RC: A Coamo e a Credicoamo adotaram um novo modelo de gestão e governança. O que o senhor espera com essas mudanças?

Gallassini: O modelo de governança adotado pelo cooperativismo é um pouco do Brasil, no sentido de que o comando é decidido por eleição. Os associados fundam a cooperativa, elegem uma diretoria que tem presidente, vice-presidente, secretários e conselheiros de administração e fiscal. De maneira geral, esse modelo de governança deu certo. O grande risco, porém, é a sucessão e a garantia de continuidade da cooperativa. Uma eleição pode mudar toda a diretoria de uma única vez e isso pode trazer problemas, porque a sucessão não é planejada. Por este motivo, chegamos à conclusão de que era preciso mudar. Não fundamos a Coamo e a Credicoamo para uma geração ou duas, mas para a vida toda. Elas têm que continuar, independente de quem esteja no comando. Nosso novo modelo de governança assemelha-se ao adotado por grandes bancos, corporações, indústrias, principalmente, os negócios familiares. Também cooperativas da Europa implantaram esse modelo. Temos um Conselho de Administração composto por nove cooperados que irão assessorar a Diretoria Executiva. Este Conselho se reúne uma vez por mês, e o seu presidente dá expediente integral na cooperativa. Já a Diretoria Executiva é contratada, possui um diretor-presidente e cinco diretores de área, todos profissionais com 30 a 40 anos de trabalho na Coamo.



RC: Qual a importância de ter na Diretoria Executiva profissionais que são pratas da casa?

Gallassini: Os cinco diretores escolhidos para compor a Diretoria Executiva e o presidente executivo da Coamo conhecem como ninguém a gestão da cooperativa e como se trabalha com os cooperados. Nesses 50 anos de cooperativismo, aprendi que não dá certo contratar um executivo de uma grande empresa para comandar uma cooperativa. Uma empresa grande é formada por grandes executivos, gente muito competente, mas com foco econômico. A busca é pelo lucro. A cooperativa tem o aspecto econômico que é importante, mas tão importante quanto, é o social. Uma cooperativa precisa trabalhar por aquele que está na base, pelo seu cooperado. Ela tem que pensar em tudo, da produção de sementes, plantio, colheita, entrega, armazenagem, industrialização até a comercialização. Tem ainda que ajudar o cooperado a buscar novas tecnologias e garantir empréstimo, tirando do seu capital do giro, para que ele possa plantar. Enfim, uma cooperativa tem objetivos que uma empresa não tem.



RC: A nova governança vai manter a essência da Coamo e da Credicoamo?

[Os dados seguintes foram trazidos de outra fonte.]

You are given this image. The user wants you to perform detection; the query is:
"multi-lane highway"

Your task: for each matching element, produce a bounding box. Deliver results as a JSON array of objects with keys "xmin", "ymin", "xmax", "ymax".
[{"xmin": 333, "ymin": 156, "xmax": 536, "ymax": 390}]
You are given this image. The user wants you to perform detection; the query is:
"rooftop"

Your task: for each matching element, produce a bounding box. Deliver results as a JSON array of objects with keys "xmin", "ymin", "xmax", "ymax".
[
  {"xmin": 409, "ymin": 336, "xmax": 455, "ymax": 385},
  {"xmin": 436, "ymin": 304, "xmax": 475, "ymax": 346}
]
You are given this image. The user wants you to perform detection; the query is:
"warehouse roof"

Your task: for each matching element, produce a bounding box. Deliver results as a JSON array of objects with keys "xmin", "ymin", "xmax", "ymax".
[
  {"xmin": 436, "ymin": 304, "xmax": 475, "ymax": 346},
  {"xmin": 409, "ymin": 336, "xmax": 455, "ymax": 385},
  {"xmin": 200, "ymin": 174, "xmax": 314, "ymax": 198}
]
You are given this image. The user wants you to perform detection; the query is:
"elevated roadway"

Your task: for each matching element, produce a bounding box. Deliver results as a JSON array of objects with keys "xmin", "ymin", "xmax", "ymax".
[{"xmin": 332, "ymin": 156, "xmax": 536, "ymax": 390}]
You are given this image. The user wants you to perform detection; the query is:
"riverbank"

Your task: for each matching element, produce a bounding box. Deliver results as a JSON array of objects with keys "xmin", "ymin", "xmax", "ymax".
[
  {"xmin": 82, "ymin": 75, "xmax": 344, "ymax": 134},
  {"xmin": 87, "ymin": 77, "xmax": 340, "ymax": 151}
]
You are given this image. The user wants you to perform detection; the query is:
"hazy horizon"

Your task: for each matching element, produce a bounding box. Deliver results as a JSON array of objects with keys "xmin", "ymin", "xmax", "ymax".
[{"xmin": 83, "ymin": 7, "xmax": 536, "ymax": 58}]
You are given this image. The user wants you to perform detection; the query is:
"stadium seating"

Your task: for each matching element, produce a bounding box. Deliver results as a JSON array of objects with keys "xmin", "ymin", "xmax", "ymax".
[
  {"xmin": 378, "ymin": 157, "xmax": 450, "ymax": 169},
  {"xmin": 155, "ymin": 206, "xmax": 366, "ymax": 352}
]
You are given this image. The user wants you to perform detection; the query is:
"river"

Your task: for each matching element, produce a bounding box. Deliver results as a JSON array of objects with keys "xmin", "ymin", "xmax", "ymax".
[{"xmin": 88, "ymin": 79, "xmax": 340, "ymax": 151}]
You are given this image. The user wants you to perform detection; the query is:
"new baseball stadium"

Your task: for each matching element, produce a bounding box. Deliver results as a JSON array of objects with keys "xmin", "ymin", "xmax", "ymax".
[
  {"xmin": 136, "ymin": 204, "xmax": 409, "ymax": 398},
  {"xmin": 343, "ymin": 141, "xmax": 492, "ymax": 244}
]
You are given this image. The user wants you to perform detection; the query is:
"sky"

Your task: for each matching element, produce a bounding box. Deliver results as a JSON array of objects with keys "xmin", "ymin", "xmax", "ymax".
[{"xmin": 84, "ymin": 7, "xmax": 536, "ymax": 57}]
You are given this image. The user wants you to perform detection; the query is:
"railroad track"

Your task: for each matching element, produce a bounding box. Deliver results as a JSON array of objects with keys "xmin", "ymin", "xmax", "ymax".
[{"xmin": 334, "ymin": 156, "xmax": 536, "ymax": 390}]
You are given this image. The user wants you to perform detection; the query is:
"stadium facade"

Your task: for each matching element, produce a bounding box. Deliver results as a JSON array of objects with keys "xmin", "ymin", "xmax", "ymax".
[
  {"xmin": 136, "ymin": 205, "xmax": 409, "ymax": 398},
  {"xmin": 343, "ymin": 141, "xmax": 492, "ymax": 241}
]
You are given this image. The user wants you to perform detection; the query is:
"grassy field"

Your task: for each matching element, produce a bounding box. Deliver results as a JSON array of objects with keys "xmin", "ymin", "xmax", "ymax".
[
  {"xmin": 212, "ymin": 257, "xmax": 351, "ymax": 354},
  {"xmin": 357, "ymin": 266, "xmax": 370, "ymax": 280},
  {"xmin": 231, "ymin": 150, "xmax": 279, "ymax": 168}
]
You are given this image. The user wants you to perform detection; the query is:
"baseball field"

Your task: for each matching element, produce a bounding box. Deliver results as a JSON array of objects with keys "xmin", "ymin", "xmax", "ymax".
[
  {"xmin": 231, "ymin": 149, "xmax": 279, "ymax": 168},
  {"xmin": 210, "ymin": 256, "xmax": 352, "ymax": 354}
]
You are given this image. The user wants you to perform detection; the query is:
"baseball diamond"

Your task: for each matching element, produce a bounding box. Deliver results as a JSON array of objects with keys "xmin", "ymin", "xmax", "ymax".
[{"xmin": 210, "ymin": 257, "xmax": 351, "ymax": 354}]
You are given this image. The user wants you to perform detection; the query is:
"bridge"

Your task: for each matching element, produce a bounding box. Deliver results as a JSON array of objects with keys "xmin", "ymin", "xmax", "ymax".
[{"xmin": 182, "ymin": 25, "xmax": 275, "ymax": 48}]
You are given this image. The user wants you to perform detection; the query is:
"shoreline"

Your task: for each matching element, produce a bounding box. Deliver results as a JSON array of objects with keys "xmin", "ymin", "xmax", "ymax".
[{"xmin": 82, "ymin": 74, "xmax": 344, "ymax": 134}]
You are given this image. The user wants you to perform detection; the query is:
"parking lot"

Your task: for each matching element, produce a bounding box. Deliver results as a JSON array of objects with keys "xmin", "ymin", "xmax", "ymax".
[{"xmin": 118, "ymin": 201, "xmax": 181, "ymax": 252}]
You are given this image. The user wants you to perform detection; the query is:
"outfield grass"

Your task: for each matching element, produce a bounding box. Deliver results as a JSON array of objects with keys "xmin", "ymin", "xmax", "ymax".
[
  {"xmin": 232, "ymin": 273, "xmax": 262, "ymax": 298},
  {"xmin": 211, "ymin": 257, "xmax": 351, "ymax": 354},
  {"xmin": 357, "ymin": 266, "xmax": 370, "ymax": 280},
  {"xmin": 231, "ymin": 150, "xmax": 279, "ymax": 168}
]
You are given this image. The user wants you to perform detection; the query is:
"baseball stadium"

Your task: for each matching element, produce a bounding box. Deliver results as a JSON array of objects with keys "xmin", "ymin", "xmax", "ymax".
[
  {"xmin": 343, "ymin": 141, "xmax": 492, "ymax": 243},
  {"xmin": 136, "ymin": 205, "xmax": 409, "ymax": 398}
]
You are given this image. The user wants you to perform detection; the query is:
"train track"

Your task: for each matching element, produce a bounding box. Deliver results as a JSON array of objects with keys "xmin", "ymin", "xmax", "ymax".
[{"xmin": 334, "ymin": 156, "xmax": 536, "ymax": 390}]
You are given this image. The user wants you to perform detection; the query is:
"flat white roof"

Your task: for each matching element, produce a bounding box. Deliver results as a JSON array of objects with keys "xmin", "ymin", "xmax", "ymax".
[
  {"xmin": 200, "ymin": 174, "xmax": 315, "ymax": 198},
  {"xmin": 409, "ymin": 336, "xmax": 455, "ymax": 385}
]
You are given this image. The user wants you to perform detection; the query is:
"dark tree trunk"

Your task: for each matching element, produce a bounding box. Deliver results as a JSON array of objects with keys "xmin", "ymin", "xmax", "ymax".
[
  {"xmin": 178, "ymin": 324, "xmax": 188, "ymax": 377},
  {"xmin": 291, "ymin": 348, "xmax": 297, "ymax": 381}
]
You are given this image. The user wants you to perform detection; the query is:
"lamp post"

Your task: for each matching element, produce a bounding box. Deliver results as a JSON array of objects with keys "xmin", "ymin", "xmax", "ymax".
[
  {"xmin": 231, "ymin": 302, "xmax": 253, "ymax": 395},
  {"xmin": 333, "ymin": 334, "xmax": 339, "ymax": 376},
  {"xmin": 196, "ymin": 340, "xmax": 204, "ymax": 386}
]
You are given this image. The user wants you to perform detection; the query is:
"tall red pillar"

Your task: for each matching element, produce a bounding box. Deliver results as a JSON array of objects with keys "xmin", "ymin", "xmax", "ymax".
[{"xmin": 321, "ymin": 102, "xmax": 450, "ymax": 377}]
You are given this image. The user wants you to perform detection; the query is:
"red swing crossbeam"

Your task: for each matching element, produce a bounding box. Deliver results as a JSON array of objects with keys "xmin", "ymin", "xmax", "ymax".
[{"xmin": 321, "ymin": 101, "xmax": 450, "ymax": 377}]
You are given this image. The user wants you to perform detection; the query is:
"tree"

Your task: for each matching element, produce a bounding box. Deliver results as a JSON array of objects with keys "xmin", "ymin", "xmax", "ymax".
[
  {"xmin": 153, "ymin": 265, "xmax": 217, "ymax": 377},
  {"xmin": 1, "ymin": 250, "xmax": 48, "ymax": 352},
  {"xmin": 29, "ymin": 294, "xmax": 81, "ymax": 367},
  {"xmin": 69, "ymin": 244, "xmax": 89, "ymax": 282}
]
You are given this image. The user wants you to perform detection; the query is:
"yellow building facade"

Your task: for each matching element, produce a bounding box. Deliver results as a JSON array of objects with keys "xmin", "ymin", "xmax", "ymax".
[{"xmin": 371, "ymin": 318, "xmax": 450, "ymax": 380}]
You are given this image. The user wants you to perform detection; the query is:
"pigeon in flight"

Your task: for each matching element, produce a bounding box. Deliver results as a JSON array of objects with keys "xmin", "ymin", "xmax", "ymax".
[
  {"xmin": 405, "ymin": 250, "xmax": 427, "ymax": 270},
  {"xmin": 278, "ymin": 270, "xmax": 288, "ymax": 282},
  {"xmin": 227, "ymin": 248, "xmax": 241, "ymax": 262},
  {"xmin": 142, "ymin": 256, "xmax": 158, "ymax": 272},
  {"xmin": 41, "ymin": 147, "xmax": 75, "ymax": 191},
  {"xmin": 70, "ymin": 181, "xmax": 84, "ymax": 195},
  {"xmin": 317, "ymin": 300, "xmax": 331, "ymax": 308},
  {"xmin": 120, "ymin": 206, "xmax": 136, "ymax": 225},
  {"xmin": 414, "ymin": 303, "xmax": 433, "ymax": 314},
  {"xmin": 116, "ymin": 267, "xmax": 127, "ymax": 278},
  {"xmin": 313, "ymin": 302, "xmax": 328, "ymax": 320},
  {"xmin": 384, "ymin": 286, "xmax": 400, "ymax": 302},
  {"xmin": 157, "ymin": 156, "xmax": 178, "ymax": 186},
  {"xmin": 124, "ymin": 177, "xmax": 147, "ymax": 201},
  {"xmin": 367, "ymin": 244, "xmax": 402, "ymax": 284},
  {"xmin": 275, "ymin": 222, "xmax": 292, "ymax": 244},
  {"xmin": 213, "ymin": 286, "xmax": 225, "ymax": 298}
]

Gallassini: A Coamo e a Credicoamo não podem correr riscos, por isso é importante manter a sua essência. É por causa disso que fiz questão de cumprir expediente na cooperativa, na função de presidente do Conselho de Administração na gestão 2020/2024. Eu podia chegar e dizer ‘olha, eu estou com uma certa idade, estou bem financeiramente, dá pra tocar a vida, e vou virar as costas e sair, não quero mais saber’. Não vou fazer isso. Não posso fazer isso. Pela minha responsabilidade e pelo sucesso que tivemos até aqui. Mas amanhã ou depois, posso não estar mais aqui, aí não posso garantir que o estilo atual de gestão vai continuar igual. Administrar uma empresa é uma coisa muito pessoal.



RC: Como o senhor acredita que deve ser mantida a coesão e o sentimento de pertencimento dos cooperados, principalmente para aqueles que não vivenciaram a história do trabalho e as conquistas de décadas anteriores?

Gallassini: Temos que trabalhar muito esses dois públicos: o grande e o jovem produtor. É preciso entender isso. Com o grande produtor, o objetivo é fazer com que ele consiga ver além do que é do seu interesse. Ele está numa cooperativa, tem que trabalhar de acordo com a cooperativa, e perceber que, dessa forma, há benefícios para todos, fruto da união de todos. Já o jovem é contestador por natureza, quer mudar o mundo. Ele acha que os pais, às vezes, não têm visão. Então, surgem os conflitos de gerações. Na Coamo, temos um programa de formação de jovens líderes, onde eles conhecem a filosofia cooperativista e entendem a importância de dar sequência ao trabalho dos pais. Já são mais de 900 jovens formados em 23 turmas desde 1998.



RC: A Coamo é uma grande empresa de comodities internacionais. Faz parte das estratégias entrar em operações internacionais, por meio de alianças, com cooperativas e empresas de outros países?

Gallassini: Não. A estratégia comercial da Coamo é atuar individualmente. Exportamos cerca de 50% da produção recebida dos nossos cooperados. A comercialização das commodities agrícolas é feita com base nos sistemas FOB e CIF, com certificado de rastreabilidade, que garante o controle dos produtos Coamo do campo até o seu destino. Temos também um terminal portuário próprio no Porto de Paranaguá, principal porta de saída para o mercado externo. Atualmente, vendemos para Europa, China e vários outros países da Ásia.



RC: Qual a importância do Sistema Ocepar para a consolidação do cooperativismo no Paraná e melhoria do processo de governança e gestão do setor?

Gallassini: Considero a Ocepar (Sindicato e Organização das Cooperativas do Paraná) o órgão político do cooperativismo, em âmbito estadual, e a OCB, em âmbito nacional. Então, o Sistema Ocepar presta um grande trabalho que é coroado de sucesso. Orgulha e eleva o cooperativismo paranaense por sua seriedade, gestão e contribuição para o desenvolvimento do nosso setor.



RC: Qual sua visão sobre o futuro do cooperativismo do Paraná?

Gallassini: A minha vida gira em torno do cooperativismo, afinal, são 50 anos de trabalho na Coamo e 30 anos na Credicoamo. Sou produtor de soja, milho e crio boi, portanto, sou cooperado da Coamo (agropecuária), Credicoamo (crédito), Cooperaliança (carnes) e, também, beneficiário da Unimed (saúde). Então, o cooperativismo é a minha vida. Entendo que o cooperativismo continuará tendo muito sucesso, porque nenhuma empresa comum faz igual a uma cooperativa. Empresas da China tentaram se estabelecer aqui. Apareceram também multinacionais com a intenção de comprar empresas locais para receber soja na origem. Empresas querem lucrar, diferente das cooperativas, que tentam equilibrar o econômico com o social. Por isso, digo que esse trabalho junto ao cooperado tem que ser feito pelas cooperativas. E tem também a introdução de novas tecnologias, o apoio para o aumento de produtividade e armazenagem suficiente, para que todos os cooperados possam ser atendidos. Isso só o cooperativismo faz. O cooperativismo é, antes de tudo, uma filosofia de vida. Tenho plena certeza de que continuará a prestar grandes serviços para o desenvolvimento de milhões de cooperados e seus familiares.